Even though this season is merely nine games old, the importance of edging out Los Angeles in a best-of-three wasn't lost on the Bombers--5-1 since their three-game sweep at the hands of the Tampa Bay Rays--and their postgame comments gleamed with confidence.
"[The Angels] have a really good lineup, there's no doubt about it," Nova told Yahoo! Contributor Network. "But every time that you have confidence that you can do it, I mean, it's easy for you to do it. So it wasn't that hard for me today."
"I think everyone in here already knows the types of things this lineup is capable of doing," said Nick Swisher, who drove in Robinson Cano with a single immediately before Ibanez homered. "I think it's all about going out there and proving it."

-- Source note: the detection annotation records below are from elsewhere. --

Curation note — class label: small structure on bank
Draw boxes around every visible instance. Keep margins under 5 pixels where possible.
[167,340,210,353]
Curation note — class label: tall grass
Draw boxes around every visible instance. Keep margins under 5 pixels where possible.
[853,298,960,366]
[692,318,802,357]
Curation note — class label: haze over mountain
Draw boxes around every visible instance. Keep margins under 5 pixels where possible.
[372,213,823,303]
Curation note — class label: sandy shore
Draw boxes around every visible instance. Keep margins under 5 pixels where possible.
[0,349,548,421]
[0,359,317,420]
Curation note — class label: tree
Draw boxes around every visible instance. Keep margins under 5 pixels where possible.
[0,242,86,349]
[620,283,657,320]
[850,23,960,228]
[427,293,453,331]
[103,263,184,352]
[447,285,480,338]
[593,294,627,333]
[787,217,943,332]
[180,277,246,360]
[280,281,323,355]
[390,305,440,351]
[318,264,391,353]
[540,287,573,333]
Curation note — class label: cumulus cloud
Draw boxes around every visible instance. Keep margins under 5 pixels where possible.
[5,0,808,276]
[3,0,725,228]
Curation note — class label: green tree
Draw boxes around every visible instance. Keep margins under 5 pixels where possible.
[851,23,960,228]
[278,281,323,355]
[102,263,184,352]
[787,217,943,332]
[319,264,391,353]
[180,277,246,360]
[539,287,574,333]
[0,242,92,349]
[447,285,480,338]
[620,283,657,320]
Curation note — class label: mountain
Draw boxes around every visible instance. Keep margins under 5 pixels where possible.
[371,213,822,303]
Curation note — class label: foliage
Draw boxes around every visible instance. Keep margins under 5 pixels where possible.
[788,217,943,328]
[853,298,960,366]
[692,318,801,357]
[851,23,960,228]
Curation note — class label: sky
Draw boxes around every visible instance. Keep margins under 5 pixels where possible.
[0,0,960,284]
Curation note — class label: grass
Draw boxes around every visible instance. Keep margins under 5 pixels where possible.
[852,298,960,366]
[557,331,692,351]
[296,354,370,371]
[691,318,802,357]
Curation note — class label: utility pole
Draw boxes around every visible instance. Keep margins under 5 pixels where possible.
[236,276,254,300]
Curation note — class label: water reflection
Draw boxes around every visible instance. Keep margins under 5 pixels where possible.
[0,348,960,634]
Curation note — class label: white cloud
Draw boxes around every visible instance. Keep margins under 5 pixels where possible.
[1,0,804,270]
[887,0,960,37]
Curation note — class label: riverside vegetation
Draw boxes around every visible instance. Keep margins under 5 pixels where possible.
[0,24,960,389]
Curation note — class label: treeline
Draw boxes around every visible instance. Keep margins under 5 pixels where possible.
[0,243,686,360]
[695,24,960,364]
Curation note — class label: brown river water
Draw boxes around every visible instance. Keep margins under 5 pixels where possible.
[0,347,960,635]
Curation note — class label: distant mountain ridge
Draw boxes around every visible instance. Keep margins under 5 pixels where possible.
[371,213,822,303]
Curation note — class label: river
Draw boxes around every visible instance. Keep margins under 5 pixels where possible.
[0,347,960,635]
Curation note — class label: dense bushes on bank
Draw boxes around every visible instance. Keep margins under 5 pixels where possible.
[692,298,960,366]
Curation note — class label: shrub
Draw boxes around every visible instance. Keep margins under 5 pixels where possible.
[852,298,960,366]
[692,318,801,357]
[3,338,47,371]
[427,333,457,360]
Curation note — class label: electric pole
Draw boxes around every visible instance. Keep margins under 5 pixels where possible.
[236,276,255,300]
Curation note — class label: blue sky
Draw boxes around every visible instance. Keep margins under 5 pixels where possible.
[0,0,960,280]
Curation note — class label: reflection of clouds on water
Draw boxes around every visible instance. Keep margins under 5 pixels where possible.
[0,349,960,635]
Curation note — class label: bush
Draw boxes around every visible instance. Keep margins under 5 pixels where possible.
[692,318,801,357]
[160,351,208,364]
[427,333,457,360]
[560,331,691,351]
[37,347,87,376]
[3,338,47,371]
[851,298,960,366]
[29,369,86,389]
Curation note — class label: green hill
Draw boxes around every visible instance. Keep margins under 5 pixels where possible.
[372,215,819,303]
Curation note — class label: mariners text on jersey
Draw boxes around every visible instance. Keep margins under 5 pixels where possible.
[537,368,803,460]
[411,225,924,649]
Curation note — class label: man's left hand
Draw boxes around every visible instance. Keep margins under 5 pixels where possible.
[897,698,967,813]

In Los Angeles' portion of the second, Mark Trumbo broke the ice, hitting a solo home run off Nova to left, but Ibanez answered with a run-scoring single in the bottom of the inning. New York then rallied for four runs in the third, making Angels right-hander Jerome Williams (L, 0-1) (2.2 IP, 5H, 5R) the latest casualty of its powerful offense.
After Derek Jeter's three-run homer in the fourth gave the Yankees an 8-1 cushion, the Halos chipped away, closing within 8-5 on Albert Pujols' RBI single in the seventh. Ibanez's seventh-inning blast off veteran reliever Jason Isringhausen--which landed in Yankee Stadium's third tier (suite level)--highlighted a three-run rally that put the game away and capped New York's season-high 11-run output.
The prodigious bomb was also Ibanez's first homer at home as a Yankee.
"It definitely feels good, especially when you help the team win. That's the most important thing," Ibanez said. "[Hitting coach Kevin Long has] been huge; he's there with the information, and he's with you every day and he's making minor adjustments here and there with you, so having a guy like Kevin Long has been tremendous."
"On paper, we look pretty good, but then again you gotta go between the lines and make it happen," Swisher said. "I think tonight was an explosion for us at the plate. It was great. Guys, one-through-nine, we feel that there's not an easy out in the entire lineup. If we can continue to keep pounding, keep grounding out ABs, it's going to be a very successful season for us."
The Yankees, behind veteran Freddy Garcia (0-0, 5.79 ERA), will open a four-game set at home vs. former Yankee Carl Pavano (0-1, 5.93 ERA) and the Minnesota Twins (2-7) Monday night.